← Back to team overview

maria-developers team mailing list archive

Re: Why do we need fsync() in commit() in internal two-phase commit?


Hi, Kristian!

On Oct 26, Kristian Nielsen wrote:
> Currently, when an InnoDB/XtraDB transaction is committed with the
> binlog enabled, we do three fsync()'s:
> 1. Inside prepare() in InnoDB
> 2. When writing to the binlog
> 3. Inside commit() in InnoDB
> why do we need the fsync() in commit()?
> We do not need it to ensure durability or consistency. If we crash
> after commit() returns (or just binlog write finishes), but before the
> InnoDB commit reaches disk, the crash recovery at next server start
> will re-commit the transaction inside InnoDB.
> In fact, it seems to me the only reason for the third fsync() is that
> we call TC_LOG_BINLOG::unlog() after InnoDB commit() returns. And
> unlog() may decide to rotate the binlog once it has been called for
> all transactions written to the current log file. And during recovery,
> we only read the latest binlog, so transactions in older binlogs must
> have reached disk for recovery to work.
> Do you agree that this is the only reason the third fsync() is needed?

Yes, sounds logical.
> If so, it seems it would not be too hard to avoid that fsync(). Eg. we could
> recover from the last two binlog files instead of only one.

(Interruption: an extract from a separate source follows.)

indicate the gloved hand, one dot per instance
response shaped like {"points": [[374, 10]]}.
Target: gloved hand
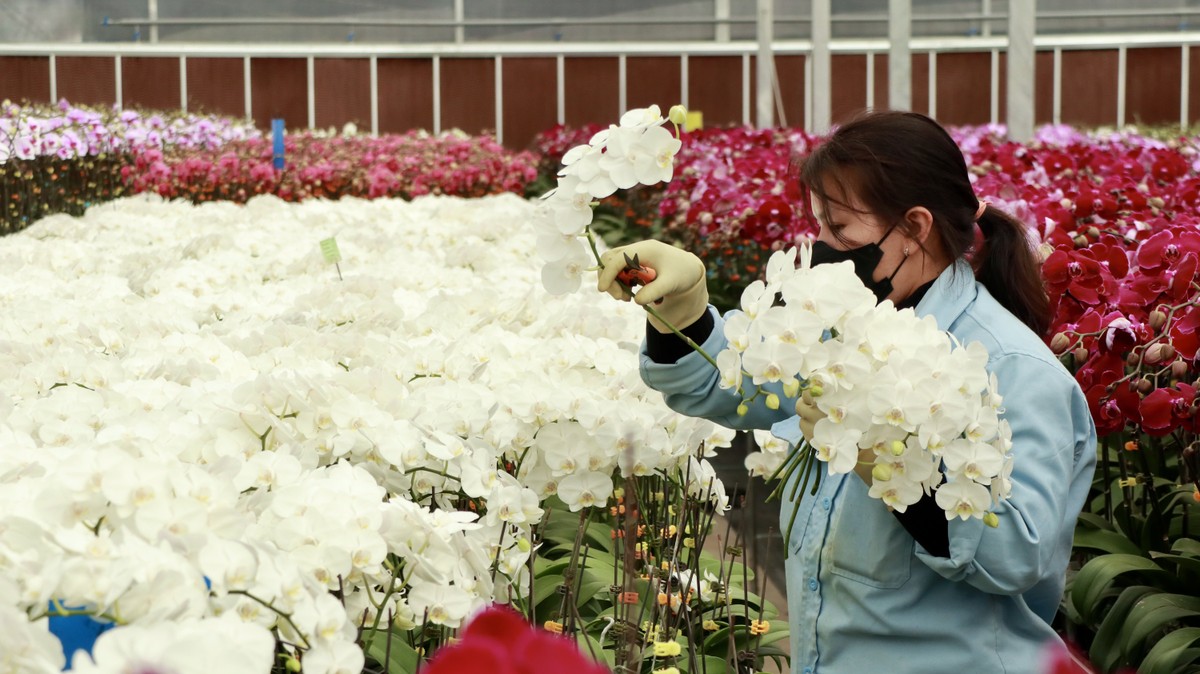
{"points": [[679, 289]]}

We would need a
> mechanism for InnoDB to tell the binlog that transaction `Xid' reached the
> disk, in an asynchronous way (after returning from commit()).

Reading two, three, or any number of binlogs is not a solution - it only
increases the chance of recovery to work, but does not guarantee that
it'll work. For a correct solution we'll need a way to call unlog()